Tacoma Weekly is a weekly community newspaper published by Matt Nagle. The paper started in 1987 as the Tacoma Monthly and in 1994 became the Tacoma Weekly. The free newspaper is distributed on Wednesdays to hundreds of businesses and public spaces in the Tacoma area. It has used a broadsheet format since 2001.

== Controversies ==
In a recent two-year period, publisher John Weymer paid $9,157.06 in wage theft claims that were filed against him at the Washington Department of Labor and Industries. Since 1995, Weymer has accumulated over $170,000 in judgements against himself and his business. In 2019, a judge ruled Weymer owed $5,000 to the Grand Cinema after failing to deliver a printing job the cinema paid for.
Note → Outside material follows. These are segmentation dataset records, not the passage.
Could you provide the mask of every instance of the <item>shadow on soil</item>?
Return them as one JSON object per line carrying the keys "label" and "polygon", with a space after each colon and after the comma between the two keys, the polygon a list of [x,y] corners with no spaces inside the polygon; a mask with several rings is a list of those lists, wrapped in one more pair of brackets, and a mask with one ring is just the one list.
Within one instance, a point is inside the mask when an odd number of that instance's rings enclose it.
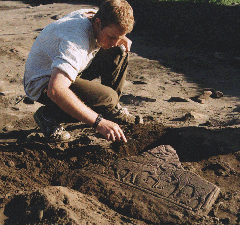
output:
{"label": "shadow on soil", "polygon": [[111,149],[106,149],[101,144],[92,144],[89,137],[95,134],[90,130],[67,143],[50,143],[35,133],[36,130],[1,133],[0,149],[1,152],[14,152],[19,148],[45,151],[50,157],[70,163],[75,169],[88,164],[109,165],[119,157],[139,155],[159,145],[171,145],[177,151],[181,162],[198,162],[212,156],[239,151],[239,128],[166,128],[161,124],[149,123],[123,126],[123,130],[128,142],[112,143]]}

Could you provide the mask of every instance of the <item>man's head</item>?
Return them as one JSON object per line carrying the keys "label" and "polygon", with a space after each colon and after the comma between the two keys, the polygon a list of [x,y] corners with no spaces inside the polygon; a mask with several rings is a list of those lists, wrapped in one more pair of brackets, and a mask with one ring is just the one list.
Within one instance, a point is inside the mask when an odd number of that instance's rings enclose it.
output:
{"label": "man's head", "polygon": [[123,33],[130,33],[134,25],[133,10],[126,0],[106,0],[94,15],[101,21],[101,29],[116,25]]}

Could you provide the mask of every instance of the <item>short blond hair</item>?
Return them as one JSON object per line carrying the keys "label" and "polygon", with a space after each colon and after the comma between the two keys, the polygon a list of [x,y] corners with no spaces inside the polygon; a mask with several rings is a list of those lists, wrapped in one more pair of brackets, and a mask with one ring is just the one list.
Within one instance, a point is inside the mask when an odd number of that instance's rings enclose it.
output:
{"label": "short blond hair", "polygon": [[126,0],[104,1],[93,20],[96,18],[101,20],[102,28],[115,24],[130,33],[134,26],[133,9]]}

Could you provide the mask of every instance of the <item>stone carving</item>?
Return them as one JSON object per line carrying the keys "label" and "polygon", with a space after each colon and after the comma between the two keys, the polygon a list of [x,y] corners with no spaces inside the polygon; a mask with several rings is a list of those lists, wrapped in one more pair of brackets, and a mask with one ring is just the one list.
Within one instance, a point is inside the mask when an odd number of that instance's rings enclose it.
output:
{"label": "stone carving", "polygon": [[108,171],[97,168],[92,171],[128,185],[133,191],[138,189],[194,212],[208,212],[220,191],[214,184],[184,170],[176,151],[169,145],[119,159]]}

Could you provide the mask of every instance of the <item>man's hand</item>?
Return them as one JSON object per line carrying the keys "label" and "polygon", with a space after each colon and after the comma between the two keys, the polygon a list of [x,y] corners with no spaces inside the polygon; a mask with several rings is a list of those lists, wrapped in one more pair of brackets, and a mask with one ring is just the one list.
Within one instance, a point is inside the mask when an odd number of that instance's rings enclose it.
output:
{"label": "man's hand", "polygon": [[124,36],[123,39],[119,40],[118,42],[118,46],[120,45],[124,45],[126,48],[126,53],[130,52],[131,46],[132,46],[132,41],[127,38],[126,36]]}
{"label": "man's hand", "polygon": [[102,134],[107,141],[127,142],[127,139],[119,125],[110,120],[102,119],[97,126],[97,131]]}

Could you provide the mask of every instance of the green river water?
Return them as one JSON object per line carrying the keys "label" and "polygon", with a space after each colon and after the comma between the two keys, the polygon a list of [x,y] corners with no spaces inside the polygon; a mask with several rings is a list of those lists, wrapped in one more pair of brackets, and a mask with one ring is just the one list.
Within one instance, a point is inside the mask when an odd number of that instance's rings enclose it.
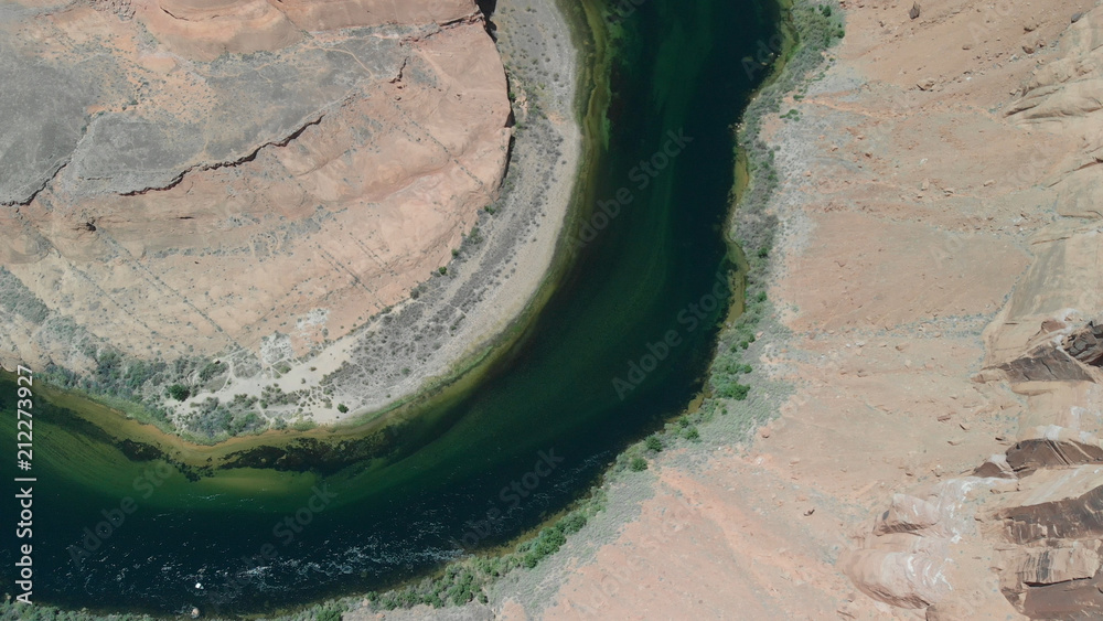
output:
{"label": "green river water", "polygon": [[[389,457],[303,472],[189,478],[121,450],[72,413],[93,406],[39,394],[36,601],[249,613],[394,585],[539,524],[702,390],[730,296],[730,126],[754,86],[741,63],[774,34],[777,9],[759,0],[569,1],[602,11],[620,34],[603,111],[608,148],[582,174],[595,201],[619,195],[622,205],[609,210],[614,217],[582,215],[600,231],[587,234],[522,338],[478,382],[405,415]],[[11,378],[0,379],[0,441],[10,447],[15,396]],[[14,463],[4,472],[12,511],[3,515],[13,518],[20,473]],[[125,521],[74,563],[71,546],[85,528],[124,508]],[[504,517],[488,532],[492,510]],[[297,512],[309,524],[278,527]],[[12,572],[21,542],[4,532],[0,561]]]}

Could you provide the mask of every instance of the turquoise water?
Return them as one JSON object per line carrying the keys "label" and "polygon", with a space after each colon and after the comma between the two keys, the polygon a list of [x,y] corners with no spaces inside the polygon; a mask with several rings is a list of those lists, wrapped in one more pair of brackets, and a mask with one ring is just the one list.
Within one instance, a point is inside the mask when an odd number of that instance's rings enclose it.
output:
{"label": "turquoise water", "polygon": [[[777,24],[760,4],[646,0],[613,11],[624,39],[609,148],[586,172],[615,215],[593,216],[592,239],[525,336],[474,389],[410,419],[390,458],[190,480],[131,461],[39,399],[35,599],[235,613],[362,592],[508,540],[588,490],[702,388],[729,295],[729,127],[753,86],[741,60]],[[6,420],[14,396],[0,382]],[[13,422],[0,441],[12,446]],[[10,499],[17,473],[6,468]],[[503,517],[486,520],[494,511]],[[109,536],[86,534],[113,517]],[[19,542],[4,532],[0,561],[11,567]]]}

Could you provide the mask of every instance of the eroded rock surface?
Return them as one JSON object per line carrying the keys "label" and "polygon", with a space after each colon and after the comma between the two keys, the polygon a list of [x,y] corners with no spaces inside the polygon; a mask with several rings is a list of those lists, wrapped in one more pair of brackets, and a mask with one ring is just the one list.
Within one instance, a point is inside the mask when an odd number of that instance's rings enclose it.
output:
{"label": "eroded rock surface", "polygon": [[[1068,29],[1057,56],[1040,64],[1021,97],[1005,110],[1015,126],[1080,148],[1056,162],[1047,185],[1059,217],[1034,236],[1036,259],[988,326],[985,368],[975,376],[979,384],[1006,386],[1024,398],[1018,437],[972,475],[940,484],[986,488],[963,505],[978,527],[947,540],[939,533],[942,521],[927,525],[912,517],[923,526],[904,529],[910,538],[901,539],[892,538],[898,529],[886,529],[882,517],[874,521],[864,546],[849,553],[855,560],[847,572],[856,586],[893,606],[930,607],[928,619],[941,618],[940,607],[963,600],[951,591],[981,583],[983,577],[951,571],[977,550],[998,552],[988,570],[1022,615],[1103,615],[1103,329],[1094,319],[1103,312],[1096,200],[1103,178],[1095,169],[1103,148],[1101,42],[1103,10],[1094,9]],[[887,515],[896,515],[896,501],[892,506]],[[931,593],[922,572],[902,575],[879,560],[931,549],[933,558],[919,557],[911,567],[923,561],[946,568],[952,588],[945,592]],[[886,588],[892,578],[898,583]]]}
{"label": "eroded rock surface", "polygon": [[452,258],[512,136],[473,0],[9,2],[0,58],[7,366],[317,353]]}

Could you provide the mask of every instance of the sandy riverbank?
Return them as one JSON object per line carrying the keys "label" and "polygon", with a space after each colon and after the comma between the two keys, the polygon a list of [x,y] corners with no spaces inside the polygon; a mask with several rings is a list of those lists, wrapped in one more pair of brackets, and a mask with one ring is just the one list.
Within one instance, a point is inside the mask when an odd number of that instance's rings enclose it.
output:
{"label": "sandy riverbank", "polygon": [[844,2],[844,42],[764,119],[750,398],[474,618],[1099,614],[1103,401],[1067,339],[1103,309],[1103,18],[910,8]]}
{"label": "sandy riverbank", "polygon": [[[223,387],[178,406],[182,416],[192,403],[245,394],[296,420],[363,419],[476,363],[534,300],[552,267],[581,158],[578,58],[553,4],[503,2],[493,21],[521,129],[502,197],[480,215],[447,274],[314,356],[277,357],[250,378],[231,375]],[[288,395],[287,406],[265,399],[277,394],[274,386]]]}

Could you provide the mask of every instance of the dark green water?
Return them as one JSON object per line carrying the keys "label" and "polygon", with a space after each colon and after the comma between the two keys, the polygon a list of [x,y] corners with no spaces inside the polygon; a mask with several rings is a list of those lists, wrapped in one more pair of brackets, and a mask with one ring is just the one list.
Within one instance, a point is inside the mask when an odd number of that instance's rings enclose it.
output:
{"label": "dark green water", "polygon": [[[624,189],[631,202],[585,245],[526,336],[488,378],[410,428],[403,457],[324,478],[239,469],[192,482],[167,465],[159,471],[159,462],[128,460],[39,399],[35,600],[245,613],[362,592],[456,558],[465,546],[508,540],[589,489],[619,450],[702,387],[728,295],[729,126],[753,86],[740,61],[777,28],[767,4],[646,0],[630,14],[620,11],[615,28],[624,40],[612,74],[609,150],[600,170],[587,172],[596,175],[599,199]],[[692,141],[679,144],[672,135]],[[654,176],[640,167],[653,158]],[[677,344],[663,355],[654,344],[668,332]],[[650,351],[663,360],[646,358]],[[632,362],[651,371],[630,375]],[[614,378],[639,385],[618,384],[618,394]],[[15,441],[14,394],[0,382],[8,421],[0,441],[8,447]],[[545,461],[554,469],[537,465],[542,452],[554,458]],[[18,473],[12,463],[3,472],[2,515],[11,524],[3,525],[0,561],[11,575],[20,543],[10,500]],[[140,477],[160,485],[136,485]],[[503,493],[514,481],[525,497]],[[319,486],[333,494],[326,504],[311,501]],[[136,508],[78,568],[67,548],[79,546],[84,528],[94,529],[125,496]],[[304,510],[311,502],[322,511]],[[473,523],[493,508],[507,517],[491,524],[489,535],[474,534]],[[309,517],[301,532],[274,532],[297,511]]]}

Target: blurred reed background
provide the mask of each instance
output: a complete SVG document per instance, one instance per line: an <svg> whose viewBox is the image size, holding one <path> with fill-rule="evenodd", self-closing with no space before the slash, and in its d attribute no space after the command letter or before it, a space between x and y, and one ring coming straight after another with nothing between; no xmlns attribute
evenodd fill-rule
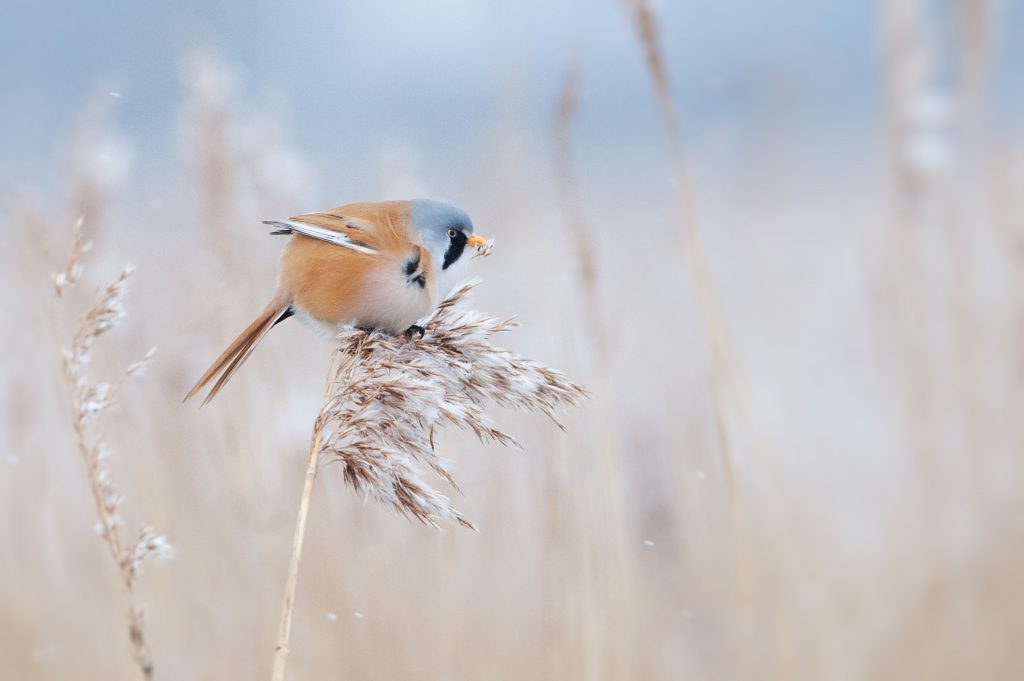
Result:
<svg viewBox="0 0 1024 681"><path fill-rule="evenodd" d="M1019 3L6 14L0 677L139 676L59 358L126 262L89 371L158 346L100 426L176 550L134 588L156 677L268 677L330 348L284 325L180 399L273 288L261 219L414 196L593 396L443 439L479 534L325 468L291 678L1024 676Z"/></svg>

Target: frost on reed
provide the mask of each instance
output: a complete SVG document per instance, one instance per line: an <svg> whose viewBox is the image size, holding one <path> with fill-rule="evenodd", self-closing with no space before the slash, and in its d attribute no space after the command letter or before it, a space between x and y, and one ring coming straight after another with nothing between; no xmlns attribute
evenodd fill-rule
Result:
<svg viewBox="0 0 1024 681"><path fill-rule="evenodd" d="M492 345L492 336L514 324L461 307L472 287L441 303L418 341L342 333L331 396L317 421L323 454L342 463L345 481L359 495L434 527L446 520L473 527L420 479L417 462L458 488L434 448L436 430L451 426L517 444L494 427L487 403L541 412L558 424L555 411L585 394L561 373Z"/></svg>
<svg viewBox="0 0 1024 681"><path fill-rule="evenodd" d="M84 241L82 219L75 225L75 236L71 253L61 271L53 274L56 300L74 289L82 276L82 257L91 244ZM135 582L142 563L166 557L171 547L152 527L143 526L137 539L128 539L124 521L120 515L124 497L119 492L110 471L110 449L97 434L96 420L100 414L116 403L121 387L130 376L140 376L156 348L146 352L138 361L132 363L114 383L92 383L87 370L90 352L96 339L114 329L124 317L122 298L128 278L133 267L128 265L113 284L106 287L99 299L79 318L78 328L72 336L71 345L61 350L63 378L72 407L72 424L79 453L85 463L89 488L96 506L96 533L103 538L111 552L122 587L128 597L128 635L132 655L138 664L143 678L153 678L153 657L144 635L143 609L135 593ZM56 318L54 314L54 320Z"/></svg>

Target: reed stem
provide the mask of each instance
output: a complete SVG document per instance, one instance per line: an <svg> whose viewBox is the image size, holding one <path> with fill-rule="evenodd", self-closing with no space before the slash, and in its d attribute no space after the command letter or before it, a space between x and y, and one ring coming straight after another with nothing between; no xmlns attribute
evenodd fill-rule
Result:
<svg viewBox="0 0 1024 681"><path fill-rule="evenodd" d="M331 399L331 392L338 372L341 370L339 353L335 352L328 373L327 387L324 390L324 406ZM313 481L319 466L321 440L324 435L324 414L321 410L313 426L313 434L309 444L309 465L306 467L306 477L302 483L302 499L299 502L299 515L295 520L295 535L292 537L292 560L288 566L288 581L285 584L285 601L281 606L281 624L278 628L278 647L273 652L272 681L284 681L285 668L288 664L289 639L292 635L292 613L295 609L295 588L299 578L299 561L302 559L302 544L306 537L306 518L309 515L309 500L313 495Z"/></svg>

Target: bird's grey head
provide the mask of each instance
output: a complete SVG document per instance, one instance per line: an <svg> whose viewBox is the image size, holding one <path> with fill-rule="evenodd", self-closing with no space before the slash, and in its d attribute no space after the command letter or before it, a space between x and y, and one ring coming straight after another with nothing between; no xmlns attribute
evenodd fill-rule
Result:
<svg viewBox="0 0 1024 681"><path fill-rule="evenodd" d="M473 237L473 221L461 208L431 199L414 199L413 224L435 266L446 270L463 257ZM475 240L474 240L475 241Z"/></svg>

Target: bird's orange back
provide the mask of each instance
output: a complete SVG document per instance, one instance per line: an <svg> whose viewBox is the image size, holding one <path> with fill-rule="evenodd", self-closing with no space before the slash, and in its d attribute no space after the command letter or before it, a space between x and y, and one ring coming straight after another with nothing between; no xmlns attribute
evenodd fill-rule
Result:
<svg viewBox="0 0 1024 681"><path fill-rule="evenodd" d="M329 324L343 324L353 316L372 320L375 296L368 296L368 291L379 287L379 272L397 274L417 254L427 282L424 304L429 301L433 267L413 225L410 202L347 204L291 219L343 232L376 251L361 253L294 235L282 256L280 285L310 316Z"/></svg>

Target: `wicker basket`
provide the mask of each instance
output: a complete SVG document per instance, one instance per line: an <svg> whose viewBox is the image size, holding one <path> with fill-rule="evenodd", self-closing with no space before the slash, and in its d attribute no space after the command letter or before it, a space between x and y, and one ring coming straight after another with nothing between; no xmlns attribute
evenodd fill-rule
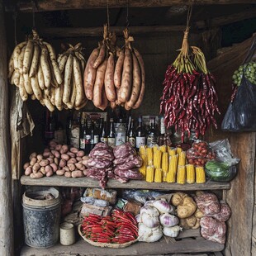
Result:
<svg viewBox="0 0 256 256"><path fill-rule="evenodd" d="M138 239L130 241L124 244L108 244L108 243L99 243L99 242L93 242L90 239L88 239L82 233L81 230L81 225L78 225L78 233L81 235L81 237L88 243L89 243L92 245L97 246L97 247L103 247L103 248L125 248L127 246L130 246L130 244L135 243L138 241Z"/></svg>

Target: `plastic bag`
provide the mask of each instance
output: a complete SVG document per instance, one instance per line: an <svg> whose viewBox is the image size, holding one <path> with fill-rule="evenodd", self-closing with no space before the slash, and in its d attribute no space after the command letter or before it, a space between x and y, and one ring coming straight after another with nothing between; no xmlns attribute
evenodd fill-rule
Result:
<svg viewBox="0 0 256 256"><path fill-rule="evenodd" d="M256 130L256 84L250 82L251 79L247 78L245 73L248 64L256 59L255 53L256 40L254 40L244 61L241 83L222 121L221 129L224 130ZM256 74L256 72L254 73Z"/></svg>
<svg viewBox="0 0 256 256"><path fill-rule="evenodd" d="M228 139L211 142L210 146L216 154L216 160L225 163L229 167L240 161L239 159L233 156Z"/></svg>

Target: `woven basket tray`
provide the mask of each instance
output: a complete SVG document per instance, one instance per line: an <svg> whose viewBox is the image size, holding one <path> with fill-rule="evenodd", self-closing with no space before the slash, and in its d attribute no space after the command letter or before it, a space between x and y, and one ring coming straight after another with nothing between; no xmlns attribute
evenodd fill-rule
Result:
<svg viewBox="0 0 256 256"><path fill-rule="evenodd" d="M124 244L108 244L108 243L99 243L99 242L93 242L90 239L88 239L82 233L81 230L81 224L78 227L78 233L81 235L81 237L88 243L89 243L92 245L97 246L97 247L103 247L103 248L125 248L127 246L130 246L130 244L135 243L138 241L138 239L133 241L130 241Z"/></svg>

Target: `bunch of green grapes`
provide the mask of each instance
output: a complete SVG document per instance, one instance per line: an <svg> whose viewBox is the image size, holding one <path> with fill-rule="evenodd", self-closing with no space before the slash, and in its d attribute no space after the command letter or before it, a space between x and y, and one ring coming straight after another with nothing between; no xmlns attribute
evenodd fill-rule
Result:
<svg viewBox="0 0 256 256"><path fill-rule="evenodd" d="M241 83L243 72L245 78L252 83L256 84L256 62L250 61L243 65L240 65L237 70L234 72L232 76L234 83L239 86Z"/></svg>

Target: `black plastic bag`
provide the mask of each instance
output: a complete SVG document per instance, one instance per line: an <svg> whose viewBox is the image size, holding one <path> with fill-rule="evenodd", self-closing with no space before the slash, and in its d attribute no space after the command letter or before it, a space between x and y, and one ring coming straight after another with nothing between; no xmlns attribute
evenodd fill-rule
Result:
<svg viewBox="0 0 256 256"><path fill-rule="evenodd" d="M256 84L252 83L244 74L246 64L254 59L255 52L254 40L244 62L241 83L222 121L221 129L224 130L256 131Z"/></svg>

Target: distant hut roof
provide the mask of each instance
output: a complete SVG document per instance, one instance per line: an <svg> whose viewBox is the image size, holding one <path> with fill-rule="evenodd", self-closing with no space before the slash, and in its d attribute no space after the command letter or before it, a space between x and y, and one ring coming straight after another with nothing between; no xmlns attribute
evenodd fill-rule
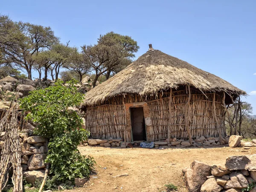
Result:
<svg viewBox="0 0 256 192"><path fill-rule="evenodd" d="M0 79L0 82L12 82L13 81L18 82L19 80L17 79L14 78L13 77L12 77L10 76L7 76L7 77L5 77L4 78L3 78L2 79Z"/></svg>
<svg viewBox="0 0 256 192"><path fill-rule="evenodd" d="M246 94L213 74L160 51L150 49L125 69L88 91L81 107L99 105L118 95L153 95L161 90L186 84L203 91Z"/></svg>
In September 2021, Tacoma Weekly was fined $15,000 for offering political candidates a news story or endorsement from the paper in exchange for money. The Washington State Public Disclosure Commission found that the paper ran cover stories for two paying candidates that were written under a staff member's byline without mention of it being a paid advertisement. John Weymer claimed that the fine was an overreaction to a mistake the paper committed, and insisted that the cover stories followed the paper's editorial guidelines and were not meant to be advertisements.